U.S. leveraged-loan returns in 2013 won’t match this year’s performance, according to Beth MacLean, a money manager at Pacific Investment Management Co.
“We’re not going to repeat” 2012’s results, MacLean said Wednesday during a panel at the Loan Syndications and Trading Association’s annual conference in New York. “A lot of the capital gains have been taken out of the market.” Newport Beach, California-based Pimco is manager of the world’s biggest bond fund.
Leveraged loans have returned 9.7 percent so far in 2012, according to the Standard & Poor’s/LSTA U.S. Leveraged Loan 100 index. The high-yield debt is on pace to reach 12.3 percent by year-end for what would be the second-best annual return on record, the index shows.
The Federal Reserve has pledged to keep interest rates near zero through mid-2015, spurring investors to take on more risk in junk-category loans as they hunt for yield. Loan prices have climbed 5.5 cents this year to 96.29 cents on the dollar, reaching a 19-month high on Sept. 21, according to the S&P/LSTA loan index.
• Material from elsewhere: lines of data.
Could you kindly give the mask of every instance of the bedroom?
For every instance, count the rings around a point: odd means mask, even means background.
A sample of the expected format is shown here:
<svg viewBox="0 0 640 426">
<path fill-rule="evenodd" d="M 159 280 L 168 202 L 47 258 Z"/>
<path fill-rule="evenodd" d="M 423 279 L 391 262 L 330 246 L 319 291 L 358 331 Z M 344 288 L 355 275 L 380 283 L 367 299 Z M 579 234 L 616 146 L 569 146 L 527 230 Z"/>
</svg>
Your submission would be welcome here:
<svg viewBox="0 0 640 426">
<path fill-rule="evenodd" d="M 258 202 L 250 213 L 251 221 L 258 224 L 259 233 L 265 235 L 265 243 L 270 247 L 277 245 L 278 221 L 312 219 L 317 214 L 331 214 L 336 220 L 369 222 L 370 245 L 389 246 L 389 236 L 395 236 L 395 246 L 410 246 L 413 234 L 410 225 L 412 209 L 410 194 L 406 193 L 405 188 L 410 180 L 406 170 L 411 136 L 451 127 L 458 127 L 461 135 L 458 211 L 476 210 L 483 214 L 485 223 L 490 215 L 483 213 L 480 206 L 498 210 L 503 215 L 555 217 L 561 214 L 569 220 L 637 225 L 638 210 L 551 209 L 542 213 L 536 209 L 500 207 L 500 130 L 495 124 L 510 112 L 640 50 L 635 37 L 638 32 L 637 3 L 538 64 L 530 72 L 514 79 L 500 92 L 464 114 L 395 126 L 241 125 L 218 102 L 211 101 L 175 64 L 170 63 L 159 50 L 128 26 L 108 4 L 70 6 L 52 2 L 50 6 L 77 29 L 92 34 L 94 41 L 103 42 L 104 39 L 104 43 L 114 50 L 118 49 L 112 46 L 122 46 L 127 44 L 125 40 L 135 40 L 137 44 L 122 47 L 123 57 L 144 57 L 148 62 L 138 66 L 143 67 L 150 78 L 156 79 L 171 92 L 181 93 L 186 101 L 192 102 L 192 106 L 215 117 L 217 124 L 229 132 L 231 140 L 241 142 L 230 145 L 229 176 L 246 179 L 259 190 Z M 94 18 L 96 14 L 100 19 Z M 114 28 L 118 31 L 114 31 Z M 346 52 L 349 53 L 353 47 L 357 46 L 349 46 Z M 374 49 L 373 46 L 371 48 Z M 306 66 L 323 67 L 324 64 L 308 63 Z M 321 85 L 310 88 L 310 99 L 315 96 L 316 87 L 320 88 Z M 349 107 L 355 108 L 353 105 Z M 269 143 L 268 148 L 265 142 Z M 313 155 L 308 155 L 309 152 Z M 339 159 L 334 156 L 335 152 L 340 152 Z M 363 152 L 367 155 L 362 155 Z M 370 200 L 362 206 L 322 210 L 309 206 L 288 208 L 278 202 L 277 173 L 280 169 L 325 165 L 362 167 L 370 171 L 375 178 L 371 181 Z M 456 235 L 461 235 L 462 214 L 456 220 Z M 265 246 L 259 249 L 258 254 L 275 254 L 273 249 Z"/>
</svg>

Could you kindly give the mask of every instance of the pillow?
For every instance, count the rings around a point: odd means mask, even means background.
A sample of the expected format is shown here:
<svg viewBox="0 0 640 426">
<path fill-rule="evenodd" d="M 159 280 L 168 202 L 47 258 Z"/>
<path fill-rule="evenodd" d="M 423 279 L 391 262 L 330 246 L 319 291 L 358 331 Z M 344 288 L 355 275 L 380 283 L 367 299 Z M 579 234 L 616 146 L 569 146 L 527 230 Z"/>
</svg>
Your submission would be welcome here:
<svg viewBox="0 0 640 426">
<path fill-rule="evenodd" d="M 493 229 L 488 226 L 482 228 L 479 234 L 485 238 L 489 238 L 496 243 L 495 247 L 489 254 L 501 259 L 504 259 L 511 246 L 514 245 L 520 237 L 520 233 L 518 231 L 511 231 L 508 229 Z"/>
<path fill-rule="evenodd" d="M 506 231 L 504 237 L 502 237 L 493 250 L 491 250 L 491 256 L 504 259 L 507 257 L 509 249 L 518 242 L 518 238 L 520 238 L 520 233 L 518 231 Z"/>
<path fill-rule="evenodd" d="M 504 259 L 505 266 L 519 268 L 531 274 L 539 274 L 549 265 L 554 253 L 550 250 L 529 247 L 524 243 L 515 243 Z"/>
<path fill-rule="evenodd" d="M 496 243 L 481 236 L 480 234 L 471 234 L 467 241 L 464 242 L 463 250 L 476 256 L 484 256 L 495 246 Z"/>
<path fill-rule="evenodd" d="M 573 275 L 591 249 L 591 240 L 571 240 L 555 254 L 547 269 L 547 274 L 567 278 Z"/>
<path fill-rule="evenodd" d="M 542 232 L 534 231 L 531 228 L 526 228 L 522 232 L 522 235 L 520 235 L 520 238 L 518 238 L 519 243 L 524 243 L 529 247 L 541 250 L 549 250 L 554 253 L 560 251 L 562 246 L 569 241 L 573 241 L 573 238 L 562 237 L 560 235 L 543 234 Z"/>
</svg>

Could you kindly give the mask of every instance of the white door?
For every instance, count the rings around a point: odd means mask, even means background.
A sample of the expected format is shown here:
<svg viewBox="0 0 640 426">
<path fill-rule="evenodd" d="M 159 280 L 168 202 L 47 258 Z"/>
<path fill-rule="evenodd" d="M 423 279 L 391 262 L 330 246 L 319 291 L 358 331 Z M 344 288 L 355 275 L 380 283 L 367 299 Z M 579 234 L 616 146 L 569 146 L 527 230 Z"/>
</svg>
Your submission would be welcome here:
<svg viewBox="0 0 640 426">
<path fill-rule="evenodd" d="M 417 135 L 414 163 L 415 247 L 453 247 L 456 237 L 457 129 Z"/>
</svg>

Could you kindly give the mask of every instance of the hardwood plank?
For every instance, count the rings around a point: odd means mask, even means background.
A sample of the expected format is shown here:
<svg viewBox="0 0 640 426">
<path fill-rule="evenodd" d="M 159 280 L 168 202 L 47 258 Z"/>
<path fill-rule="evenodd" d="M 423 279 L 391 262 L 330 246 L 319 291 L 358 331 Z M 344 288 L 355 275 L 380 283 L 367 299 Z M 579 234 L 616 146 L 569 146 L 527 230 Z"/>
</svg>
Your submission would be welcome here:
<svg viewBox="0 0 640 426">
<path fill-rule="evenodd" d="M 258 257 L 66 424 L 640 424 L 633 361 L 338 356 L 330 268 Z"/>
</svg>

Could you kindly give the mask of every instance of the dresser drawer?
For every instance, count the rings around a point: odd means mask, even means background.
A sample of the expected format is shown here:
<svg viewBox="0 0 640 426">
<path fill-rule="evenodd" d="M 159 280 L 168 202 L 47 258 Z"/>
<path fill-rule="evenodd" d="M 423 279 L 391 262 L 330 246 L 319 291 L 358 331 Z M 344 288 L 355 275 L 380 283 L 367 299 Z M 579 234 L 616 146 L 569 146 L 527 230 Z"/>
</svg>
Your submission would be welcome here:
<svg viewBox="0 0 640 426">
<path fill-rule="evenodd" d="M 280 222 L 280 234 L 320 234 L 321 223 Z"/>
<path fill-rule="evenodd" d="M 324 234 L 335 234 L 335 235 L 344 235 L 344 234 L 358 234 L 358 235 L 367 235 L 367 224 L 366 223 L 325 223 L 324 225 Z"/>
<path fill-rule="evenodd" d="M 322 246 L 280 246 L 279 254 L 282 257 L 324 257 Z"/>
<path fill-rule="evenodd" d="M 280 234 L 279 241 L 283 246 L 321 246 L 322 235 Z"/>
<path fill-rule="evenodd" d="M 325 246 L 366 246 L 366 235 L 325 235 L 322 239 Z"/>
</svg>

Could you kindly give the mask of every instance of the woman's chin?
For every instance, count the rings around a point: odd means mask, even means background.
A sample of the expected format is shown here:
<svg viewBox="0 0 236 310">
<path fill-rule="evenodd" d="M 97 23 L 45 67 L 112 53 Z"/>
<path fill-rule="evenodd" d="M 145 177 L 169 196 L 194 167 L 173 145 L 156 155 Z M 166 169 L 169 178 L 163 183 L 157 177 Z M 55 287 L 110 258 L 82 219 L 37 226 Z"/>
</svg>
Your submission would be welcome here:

The Fed is “pushing everyone out the risk spectrum” to look for new ways to invest, MacLean said. Senior-secured loans are providing investors with attractive all-in coupons because floors on the London interbank offered rate are “so pervasive,” she said.
More than 95 percent of loans sold to non-bank investors this year have Libor floors, Meredith Coffey, executive vice president of the LSTA, said in an e-mail, citing research from S&P Capital IQ Leveraged Commentary & Data.
Libor Floor
As of September, 61 percent of loans in the S&P/LSTA loan index had Libor floors, she said.
Libor is the lending benchmark for leveraged loans, a type of high-yield, high-risk debt ranked below Baa3 by Moody’s Investors Service and less than BBB- by S&P.
While three-month Libor was 0.32 percent Thursday for U.S. dollar loans, corporate borrowers offered investors an average minimum on the lending benchmark of 1.33 percent in September, according to data compiled by Bloomberg.
Loans typically produce an annual return of 5 percent, according to Markit Group Ltd. Last year, the debt returned 0.62 percent as loan prices dropped 5.7 cents to 90.75 cents at the end of 2011 from a peak of 96.48 in February, according to the S&P/LSTA loan index.
Most LSTA members attending Wednesday’s conference expect 2013 returns will range from 4 percent to 8 percent, according to an audience survey taken during one of the panels. Of those surveyed, 39.1 percent said gains would be 6 percent to 8 percent, while 38.8 percent expect leveraged loans will return 4 percent to 6 percent.
Junk bonds have returned 13.4 percent this year, according to the Bank of America Merrill Lynch index, while the S&P 500 Index has rallied 16.2 percent, Bloomberg data show.